Effects of insulin-like growth factor I on growth, epithelial barrier and iodide transport in polarized pig thyrocyte monolayers.

The effects of insulin-like growth factor I (IGF-I) on mitogenesis, epithelial barrier function and transepithelial iodide transport were studied in confluent, polarized monolayers of pig thyrocytes cultured on filter in Transwell bicameral chambers. The growth rate in controls cultured in 1% fetal calf serum was low. Insulin-like growth factor I stimulated dose-dependently the incorporation of [3H]thymidine, maximally at 100 ng/ml, which corresponded to an increase of DNA content by 60% after 6 days. Thyrotropin (1 mU/ml) alone did not stimulate cell multiplication but inhibited partially the stimulatory effect of IGF-I. Insulin-like growth factor I (100 ng/ml) increased within 10 min the transepithelial potential difference, which remained elevated for several days, but did not significantly change the transepithelial resistance. When added together, IGF-I reinforced the effects of TSH on potential difference (increase) and resistance (decrease). A preserved epithelial barrier in IGF-I-treated cultures was confirmed by observing a normal immunolocalization of the tight junction protein ZO-1 and an unchanged ultrastructure of the junctional complex. Insulin-like growth factor I increased the transepithelial flux of 125I- in the basal-to-apical, but not in the opposite, direction. Stimulation of iodide transport by IGF-I was modest after 2 days and pronounced after 6 days. In comparison, TSH-stimulated iodide transport was higher after 2 days but lower after 6 days.

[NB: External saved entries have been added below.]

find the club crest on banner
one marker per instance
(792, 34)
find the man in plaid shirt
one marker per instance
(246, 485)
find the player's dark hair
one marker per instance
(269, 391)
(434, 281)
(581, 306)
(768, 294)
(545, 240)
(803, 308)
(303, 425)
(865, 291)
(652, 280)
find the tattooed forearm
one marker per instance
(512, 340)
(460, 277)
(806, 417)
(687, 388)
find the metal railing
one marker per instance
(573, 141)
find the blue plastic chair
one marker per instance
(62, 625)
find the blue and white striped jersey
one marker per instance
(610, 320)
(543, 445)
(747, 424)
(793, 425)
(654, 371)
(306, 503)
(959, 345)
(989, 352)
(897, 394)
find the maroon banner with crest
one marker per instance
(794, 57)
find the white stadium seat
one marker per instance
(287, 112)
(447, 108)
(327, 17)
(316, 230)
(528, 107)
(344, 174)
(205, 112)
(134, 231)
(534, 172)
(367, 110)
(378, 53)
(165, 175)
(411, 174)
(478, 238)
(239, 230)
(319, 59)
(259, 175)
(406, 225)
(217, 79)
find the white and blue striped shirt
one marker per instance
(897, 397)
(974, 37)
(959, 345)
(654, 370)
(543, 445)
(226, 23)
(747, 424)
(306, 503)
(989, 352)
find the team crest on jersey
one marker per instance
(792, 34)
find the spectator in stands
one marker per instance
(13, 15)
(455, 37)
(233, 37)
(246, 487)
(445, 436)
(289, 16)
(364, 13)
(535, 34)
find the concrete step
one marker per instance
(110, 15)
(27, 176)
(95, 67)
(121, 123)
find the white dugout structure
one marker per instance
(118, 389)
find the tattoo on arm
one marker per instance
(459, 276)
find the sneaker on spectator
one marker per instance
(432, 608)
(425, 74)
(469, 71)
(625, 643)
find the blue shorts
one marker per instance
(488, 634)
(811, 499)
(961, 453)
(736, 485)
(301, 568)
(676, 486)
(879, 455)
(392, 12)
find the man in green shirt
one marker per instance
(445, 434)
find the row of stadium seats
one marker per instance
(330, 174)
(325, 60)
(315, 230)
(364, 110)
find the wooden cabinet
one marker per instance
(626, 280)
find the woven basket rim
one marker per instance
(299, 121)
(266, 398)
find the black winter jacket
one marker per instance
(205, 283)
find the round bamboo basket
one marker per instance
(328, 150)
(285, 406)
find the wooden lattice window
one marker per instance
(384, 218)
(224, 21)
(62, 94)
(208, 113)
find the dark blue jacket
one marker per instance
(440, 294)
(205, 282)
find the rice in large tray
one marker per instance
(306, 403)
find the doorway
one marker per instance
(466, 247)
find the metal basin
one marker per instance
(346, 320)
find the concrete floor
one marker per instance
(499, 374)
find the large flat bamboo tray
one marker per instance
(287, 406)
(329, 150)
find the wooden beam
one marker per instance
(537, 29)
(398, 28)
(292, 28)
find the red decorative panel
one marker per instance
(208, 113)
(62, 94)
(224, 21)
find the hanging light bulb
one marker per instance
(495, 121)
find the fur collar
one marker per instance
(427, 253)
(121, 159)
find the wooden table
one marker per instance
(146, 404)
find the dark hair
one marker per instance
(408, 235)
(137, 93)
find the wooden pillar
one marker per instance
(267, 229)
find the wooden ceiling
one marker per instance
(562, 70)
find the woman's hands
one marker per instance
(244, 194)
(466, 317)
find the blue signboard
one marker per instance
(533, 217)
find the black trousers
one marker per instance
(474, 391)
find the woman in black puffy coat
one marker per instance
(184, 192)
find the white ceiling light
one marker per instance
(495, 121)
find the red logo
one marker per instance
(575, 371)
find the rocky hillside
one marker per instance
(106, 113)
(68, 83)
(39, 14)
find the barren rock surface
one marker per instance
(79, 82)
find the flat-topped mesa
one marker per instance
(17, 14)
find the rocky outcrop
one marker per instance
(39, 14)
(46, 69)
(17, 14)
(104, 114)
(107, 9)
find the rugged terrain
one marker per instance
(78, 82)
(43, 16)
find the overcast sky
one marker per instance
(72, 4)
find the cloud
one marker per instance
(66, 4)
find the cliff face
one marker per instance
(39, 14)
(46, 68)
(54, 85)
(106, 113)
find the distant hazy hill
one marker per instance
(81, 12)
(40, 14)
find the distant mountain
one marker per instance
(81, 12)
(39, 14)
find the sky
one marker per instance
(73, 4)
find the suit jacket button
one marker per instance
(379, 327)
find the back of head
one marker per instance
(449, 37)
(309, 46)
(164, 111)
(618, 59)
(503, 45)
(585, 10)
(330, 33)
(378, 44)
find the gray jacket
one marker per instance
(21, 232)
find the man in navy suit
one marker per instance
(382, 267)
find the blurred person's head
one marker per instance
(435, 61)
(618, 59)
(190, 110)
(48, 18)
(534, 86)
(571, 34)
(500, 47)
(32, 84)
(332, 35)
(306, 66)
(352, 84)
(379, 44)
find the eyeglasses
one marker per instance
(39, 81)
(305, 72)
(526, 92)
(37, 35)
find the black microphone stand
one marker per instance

Both TSH and IGF-I were strongly synergistic, after 6 days amounting to a 90-fold increase over the control basoapical 125I- transfer. The simultaneous accumulation of 125I- in the cell layer was increased two- to fourfold by IGF-I and/or TSH. In conclusion, IGF-I is able to induce growth in preformed monolayers of pig thyrocytes cultured on permeable filter. During these conditions, the mitogenic effect of IGF-I is partially inhibited by TSH, which has no growth-promoting action on its own. The transepithelial transport of iodide and bulk electrolytes is altered by IGF-I without affecting the epithelial barrier function. Specifically, IGF-I up-regulates the activity of the basolateral iodide pump and increases the iodide permeability of the apical plasma membrane. The action of IGF-I on iodide transport is independent of, although synergistic with, that of TSH. The findings support the notion that IGF-I may be an important regulator of thyroid growth and differentiated functions.